Chinesische Kraftbrühe

Das mit der chinesischen Kraftsuppe ist sehr interessant. Im Grunde genommen macht man eine klassische Hühnerbrühe. Also ein Hühnchen in Wasser kochen, Schaum abheben, Wurzelgemüse dazu und normal würzen.

Aber! Und das ist der Clou, man gibt chinesische Kraftkräuter dazu. Die gibt es im Beutelchen in der Zieten-Apotheke in drei Varianten. Wir haben die Variante 3 mit Ginseng und ähnlichen Dingen. Diese Kräuter dürfen Schwangere zum Beispiel nicht nehmen. Und diese Kräuter gibt man in einem Teebeutelchen zur Brühe und lässt diese mitkochen.

Die Brühe färbt sich dadurch recht dunkel und bekommt auch einen leicht dumpfen Geschmack, aber Steffen schmeckt sie, und das zählt.
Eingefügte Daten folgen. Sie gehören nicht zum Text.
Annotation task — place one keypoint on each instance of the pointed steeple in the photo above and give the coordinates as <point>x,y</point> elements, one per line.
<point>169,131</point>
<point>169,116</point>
Auch an dieser Stelle gehen die Meinungen auseinander. Die europäisch/amerikanische Denkweise bezüglich der Krebsbekämpfung und der Unterstützung des Körpers sieht eine rein vegane Ernährung mit vielem frischen Gemüse und Obst vor.

Die Traditionelle Chinesische Medizin sieht das zumindest in Steffens Fall nicht so, sondern findet, dass Proteine in Form von Fleisch schon gut für den Körper zur Stärkung sind, man möchte jedoch bitte auf Milchprodukte verzichten.

Aber holt Euch diesbezüglich bitte bei der Traditionellen Chinesischen Medizin eine persönliche Einschätzung, da die Ernährungsbedürfnisse von Mensch zu Mensch verschieden sind!